36% of college students report that they don’t have enough to eat.
Source: Temple University
This shocking statistic shows just how widespread food insecurity is among college students due to the high cost of living and often inadequate meal plans offered by universities.
College students who eat breakfast at least five days a week tend to have higher GPAs and test scores than those who eat breakfast less than three times per week.
It’s easy to see why breakfast provides such a boost – this first meal of the day provides essential energy and nutrients needed for focus during the day, as well as improved cognitive performance.
If you’re looking for an edge in your studies, making sure you have time for breakfast should be at the top of your list!
The average cost of a college meal plan was $563 per month in 2021, costing around $5,000 per school year.
Source: Education Data Initiative
This can be a steep cost for many students and their families, leading some to opt out of purchasing a meal plan altogether.
In 2019, 26% of college students surveyed said they would buy a meal plan if it were accepted by more fast-food restaurants.

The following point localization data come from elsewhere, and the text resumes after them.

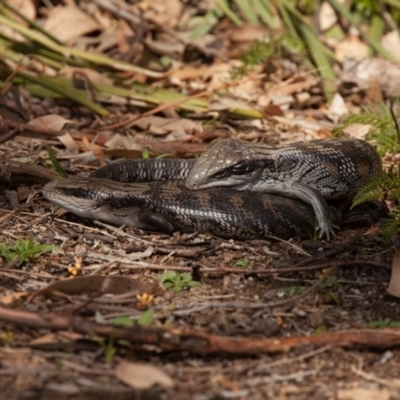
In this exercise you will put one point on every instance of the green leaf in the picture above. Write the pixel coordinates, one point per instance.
(57, 166)
(147, 317)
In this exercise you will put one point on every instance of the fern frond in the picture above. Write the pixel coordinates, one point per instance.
(385, 183)
(389, 227)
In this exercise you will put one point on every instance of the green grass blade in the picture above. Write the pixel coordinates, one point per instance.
(264, 12)
(67, 52)
(342, 10)
(223, 6)
(248, 11)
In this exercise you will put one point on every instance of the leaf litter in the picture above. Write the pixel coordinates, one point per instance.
(275, 322)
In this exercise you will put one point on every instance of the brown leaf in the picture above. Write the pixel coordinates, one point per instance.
(142, 376)
(102, 284)
(69, 22)
(394, 285)
(51, 121)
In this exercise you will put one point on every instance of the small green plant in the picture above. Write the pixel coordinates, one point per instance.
(146, 318)
(109, 348)
(243, 263)
(383, 126)
(25, 250)
(385, 132)
(175, 281)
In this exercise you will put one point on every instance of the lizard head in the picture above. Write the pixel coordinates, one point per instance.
(227, 162)
(92, 198)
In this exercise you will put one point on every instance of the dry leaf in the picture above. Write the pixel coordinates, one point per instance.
(363, 73)
(68, 141)
(327, 16)
(51, 121)
(363, 394)
(25, 7)
(337, 108)
(357, 131)
(142, 376)
(102, 284)
(164, 13)
(69, 22)
(394, 285)
(10, 298)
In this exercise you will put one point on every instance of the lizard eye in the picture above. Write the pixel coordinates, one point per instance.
(221, 174)
(243, 168)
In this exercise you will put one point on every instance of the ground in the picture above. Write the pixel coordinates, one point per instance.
(92, 316)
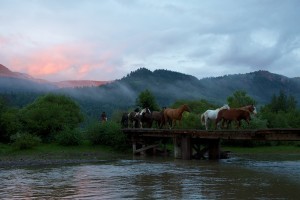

Source: Food Service Director
This reveals an interesting dynamic in which some students may be willing to pay for access to healthier dining options on campus if those options included fast food restaurants as well.
While there’s certainly something counterintuitive about this conclusion from a health standpoint, it does offer colleges insight into what could make their meal plans more attractive to potential buyers.
The average college student will gain between 1.5 and 6.8 lbs during the first semester alone.
Source: New York University
The good news? This is far less than the oft-cited 15 lbs associated with the “freshman 15” myth.
While this statistic is encouraging news for incoming college freshmen who may have been worried about weight gain during their first year away from home due to changes in diet and nutrition habits, it also highlights how much work still needs to be done when it comes to improving student diets while they are away at school.
The typical college student will eat at a fast food restaurant up to three times each week.
Source: New York University
While this number is rather alarming—especially considering that fast food is loaded with unhealthy fats and calories—it’s important to note that this number may be slightly skewed due to the fact that many college students are on tight budgets or have limited access to other options.
What’s leading to college weight gain? Unlimited meal plans, the ready availability of junk food, and regular snacking account for up to 20% of added weight among co-eds.
Source: National Library of Medicine
This makes sense when you consider the fact that many colleges offer all-you-can-eat dining halls and vending machines full of unhealthy snacks like chips, candy bars, and sugary drinks.
Plus, with so many late nights studying or out with friends, it’s easy for students to skip meals and resort to snacking rather than eating something nutritious.
It’s clear from these statistics that many college students are not following healthy dietary guidelines when it comes to their eating habits while at school. Parents should talk to their students about eating right while away at school and encourage them to make smart choices when it comes time to snack or dine out with friends.
Eating healthy doesn’t have to be expensive or difficult – and there are plenty of resources out there that can help you make the best and most informed decisions about your health.
With just a few simple changes here and there, any student can make sure they’re getting all the nutrients they need.